Tuesday, September 26, 2006

Painting the Garden Shed Bench


Today I painted the bench in the sunny garden shed. The bench needs to have lindseed oil applied to it to keep it from getting water damage so I added pigment to the oil to be applied to parts of it. It will need quite a few more coats of oil but they should be able to be plain without pigment from here on out.


For the leaf I used a synthetic green pigment Emerald Earth had been given a large bag of. It was somewhat different to work with, it seemed to stay in solution better and was much brighter. I only really did one coat on the leaf. I did a little touch up work after the first coat had dried though. The vein in the middle of the leaf is a combination of the green and the red from the other side, then some parts of it have more green on top of that.
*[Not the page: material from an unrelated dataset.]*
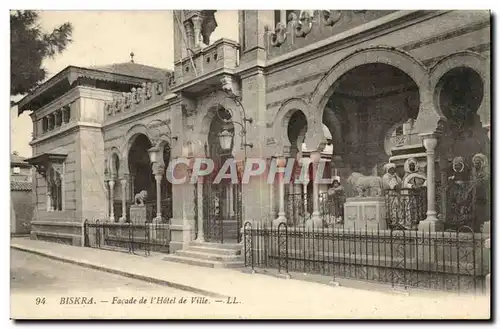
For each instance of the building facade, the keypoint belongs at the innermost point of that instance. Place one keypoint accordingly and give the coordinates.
(21, 203)
(359, 88)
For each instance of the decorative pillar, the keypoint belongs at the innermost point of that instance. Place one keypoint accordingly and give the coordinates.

It looks a lot like I just didn't paint it, the color turned out so much the same as the bench.


For the sunflower petals I used yellow ocher, an earth pigment, it was really hard to get it strong enough to overcome the brown plaster. The second coat really helped.


The center of the sunflower was painted with a combination of red iron oxide and a different yellow ocher, and I added small flakes of mica to it so in the sun it should sparkle. By the time I was done the sun was not on that side any more. I will have to check it out some morning.


I tried out putting some of the red on the petals, based on a sunflower I had looked at, but it was mainly just to see how it would look. I did it before I had applied the second coat of yellow. A bit of the red did show through I may try to add a bit more but I don't want very much.


That last picture of the flower the paint is still wet, it won't look like that after it is dried. The second coat dried a lot slower than the first. It never looked wet like that when I painted the first coat.


I also applied the first coat of oil to the whole bench. It was a pain to paint under it and get into the plaster between the rock foundation. The first coat really took a lot of oil. The bench just sucked it in. Following coats should take less oil until it doesn't want any more, then it is done.